Lifestyle

Four Years Of College Could Cost Almost Half A Million Dollars By 2035

by Meredith Bland
Image via Shutterstock

About those college dreams, kids….

You want your kids to do well in school? Absolutely. You want them to graduate from high school? Yes, please. You want them to go to college? Slow down, there, money bags. If projections hold true, many of our kids could be priced out of college in the not-too-distant future.

On a page on their website titled, “What’s the average cost of college,” Vanguard Investments used data from the College Board’s Trends in College Pricing Report from 2014 and, “assum[ing] an average college-cost inflation rate of 6%,” gave us a glimpse of the costs parents might be facing over the next 5 to 18 years. Combining tuition, fees, and room and board, they estimate that in five years a public college could cost $23,350 a year and a year of private college could more than double that at $56,766. For those whose babies are going to be college-age in 18 years, that cost could go up to $54,070 for a year at a public college and $121,078 a year for private college.

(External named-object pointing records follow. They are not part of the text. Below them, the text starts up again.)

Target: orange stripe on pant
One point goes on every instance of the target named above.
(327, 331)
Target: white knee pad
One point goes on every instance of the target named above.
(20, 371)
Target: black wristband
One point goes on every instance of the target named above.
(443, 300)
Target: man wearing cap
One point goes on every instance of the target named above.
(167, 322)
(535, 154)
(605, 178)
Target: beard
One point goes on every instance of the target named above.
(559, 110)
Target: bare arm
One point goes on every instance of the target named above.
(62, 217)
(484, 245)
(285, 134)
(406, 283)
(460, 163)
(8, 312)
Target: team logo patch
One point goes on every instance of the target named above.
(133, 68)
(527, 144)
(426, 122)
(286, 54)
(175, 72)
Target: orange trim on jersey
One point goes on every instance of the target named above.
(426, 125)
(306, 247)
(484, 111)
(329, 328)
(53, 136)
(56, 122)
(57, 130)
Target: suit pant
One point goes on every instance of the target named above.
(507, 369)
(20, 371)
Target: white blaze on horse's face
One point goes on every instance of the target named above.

This does two things: first, it makes some of us hope our kids will find a comfortable spot under one of the cleaner, more modern bridges to live under, and two, it makes us wonder what the heck a college education is going to mean when the vast majority of the country isn’t going to have the minimum of $200,000 a year to spend on it.

Today’s college costs are out of reach for a lot of people: for the 2016-2017 school year, the average in-state cost of a two-year college is $11, 580. That’s over $23,000 for a community college degree, folks. And forget about sending your kid to Harvard: this year the average private school cost is $45, 370. That’s insane. And if costs increase the way Vanguard projects them too, what will it mean for our country if a college education — still considered a basic requirement for many jobs — is only available to the super rich? One hopes that our educational system and job requirements would have to change, but it’s a scary thing to think about.

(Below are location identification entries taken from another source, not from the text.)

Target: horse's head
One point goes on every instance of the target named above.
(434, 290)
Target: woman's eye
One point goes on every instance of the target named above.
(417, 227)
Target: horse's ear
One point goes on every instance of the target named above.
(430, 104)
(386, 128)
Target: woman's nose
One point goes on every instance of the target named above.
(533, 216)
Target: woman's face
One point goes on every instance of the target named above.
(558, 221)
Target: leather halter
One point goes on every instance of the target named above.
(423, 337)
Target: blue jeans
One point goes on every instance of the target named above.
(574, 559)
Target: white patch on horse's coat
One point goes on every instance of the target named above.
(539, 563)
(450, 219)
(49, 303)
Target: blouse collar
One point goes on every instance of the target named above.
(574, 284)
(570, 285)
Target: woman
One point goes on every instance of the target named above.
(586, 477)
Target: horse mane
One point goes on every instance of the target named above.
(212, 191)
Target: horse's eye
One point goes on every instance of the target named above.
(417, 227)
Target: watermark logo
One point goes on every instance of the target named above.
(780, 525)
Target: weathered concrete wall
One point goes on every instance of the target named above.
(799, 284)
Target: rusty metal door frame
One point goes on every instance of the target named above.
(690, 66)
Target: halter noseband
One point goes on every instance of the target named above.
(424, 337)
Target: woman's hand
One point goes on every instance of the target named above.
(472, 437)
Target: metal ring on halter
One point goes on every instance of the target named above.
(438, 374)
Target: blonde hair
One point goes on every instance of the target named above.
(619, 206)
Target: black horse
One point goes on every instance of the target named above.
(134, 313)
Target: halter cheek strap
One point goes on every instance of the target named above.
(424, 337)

Vanguard recommends that parents start saving early (pre-utero would seem to be a good idea) and recommends lowering costs by having kids live at home, go to an in-state school, “reduce [their] entertainment spending,” and get a job or two. None of that sounds particularly unreasonable for today’s costs, but none of that is going to make $55,000 a year affordable 18 years from now. And if you have more than one kid? Good luck.

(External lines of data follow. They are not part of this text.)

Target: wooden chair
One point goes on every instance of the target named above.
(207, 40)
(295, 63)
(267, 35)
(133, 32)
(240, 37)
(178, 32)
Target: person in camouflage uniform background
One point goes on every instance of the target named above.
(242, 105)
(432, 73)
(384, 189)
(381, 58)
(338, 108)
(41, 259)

Instead of trying to help parents figure out how many mortgages they’re going to have to take out on their homes or how much of their retirement savings they’re going to need to use towards their kids’ education, maybe we should work on making college affordable (or even tuition-free) in the future. Rather than present these unreasonable costs to parents and asking us to figure it out, it’s more than time for us to put on the brakes and fix an education system that may soon leave most of our kids out in the cold.